For vertical sidewalls, things are pretty straightforward: I import the "positive" (final desired shape, rather than trenches which are the negatives) 2D shape and then apply an extrusion.
However, for non-vertical angles things get hairy. For a single rectangle, I have noticed that you can somewhat create the desired trapezoidal shape using the "scales" and "displacements" options of the extrude function. For some reasons I don't quite get, when using the scales option with any value other than 1 (to scale the size of the projected extruded face), the destination face is re-centered to the origin of the plane and you need to use displacements to compensate for that.
The thing is, the displacement you need to use will depend on both the scale and the rectangle dimensions. So, if you have more than 1 rectangles in your source work plane, this technique breaks down.

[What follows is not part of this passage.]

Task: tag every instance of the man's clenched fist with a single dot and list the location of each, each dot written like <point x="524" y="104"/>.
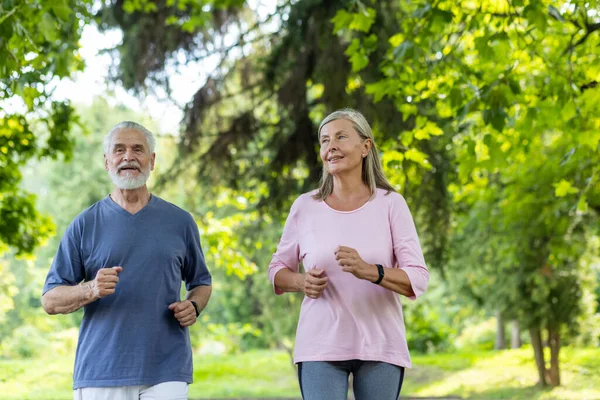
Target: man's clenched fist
<point x="105" y="282"/>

Now, you could say that a possible option is to create a plane for each rectangle and perform extrusion on each. Pretty cumbersome but why not. If you do this, you still do not get the desired shape as this would create, after extrusion, "internal slopes" between two adjacent (touching) rectangles, when we only want non vertical slopes at the periphery of the coumpound object.

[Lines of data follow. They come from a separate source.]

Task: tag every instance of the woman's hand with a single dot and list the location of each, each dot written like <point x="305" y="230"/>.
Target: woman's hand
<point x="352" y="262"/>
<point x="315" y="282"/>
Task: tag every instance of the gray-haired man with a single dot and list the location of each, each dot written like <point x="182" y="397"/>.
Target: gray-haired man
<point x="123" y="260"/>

The solution used so far uses hexahedrons, simulating these slopes via direct writing of hexahedron coordinates. The hexahedrons are then placed next to the positive regular extruded shapes and then a boolean operation (substraction) is performed to create these slopes. This is working out for simple geometries. But as you can probably imagine, this is very, very cumbersome to programmatically define where the hexadron should be and each of their points coordinates when the base 2D geometry we want extruded starts to be very complex.
We have reached out to COMSOL support which suggested the chamber feature of the design module: https://cdn.comsol.com/product-new/design-module/full/ring-resonator-chamfer-operation-comsol.webp Unfortunately, the chamfer feature works as the radius of the rolling ball tangent to the faces adjacent to the edges: https://doc.comsol.com/5.4/doc/com.comsol.help.design/DesignModuleUsersGuide.pdf and long story short, the slope angle that you can generate with this method is 45 degree only. I really need other angles. COMSOL commented that they don't see any ways to do what we would like to do.

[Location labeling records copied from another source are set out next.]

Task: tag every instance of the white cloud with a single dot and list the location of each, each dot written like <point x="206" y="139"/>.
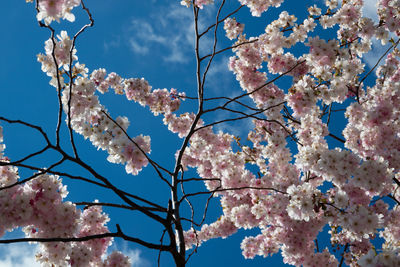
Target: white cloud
<point x="136" y="259"/>
<point x="170" y="33"/>
<point x="137" y="48"/>
<point x="18" y="255"/>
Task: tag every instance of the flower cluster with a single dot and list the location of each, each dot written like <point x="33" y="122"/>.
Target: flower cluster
<point x="38" y="206"/>
<point x="50" y="10"/>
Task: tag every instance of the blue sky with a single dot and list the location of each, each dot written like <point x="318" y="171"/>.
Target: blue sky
<point x="150" y="39"/>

I was somewhat shocked to hear this as surely, I am not the only one dealing with non-vertical sidewalls. Therefore I am calling out to the community: - am I missing some obvious method here? - did anyone come up with a clever method able to automatically generate a desired slope angle after extrusion?
Ideally, in the extrusion options, we would get a "sized" option that generates a destination shape shrink or grown by x microns. "sizing" is a typical feature of layout softwares such as Klayout: https://www.klayout.de/doc/manual/layer_size.html which is why I was somewhat expecting it in the COMSOL design module.
So I thought that maybe I could generate a "sized" 2D shape of the source shape myself, position it on a new plane above the source plane and somehow connect these 2D shapes to generate the 3D trapezoid. Is this comething that coud be done?
In advance, many thanks for your support, comments and suggestions.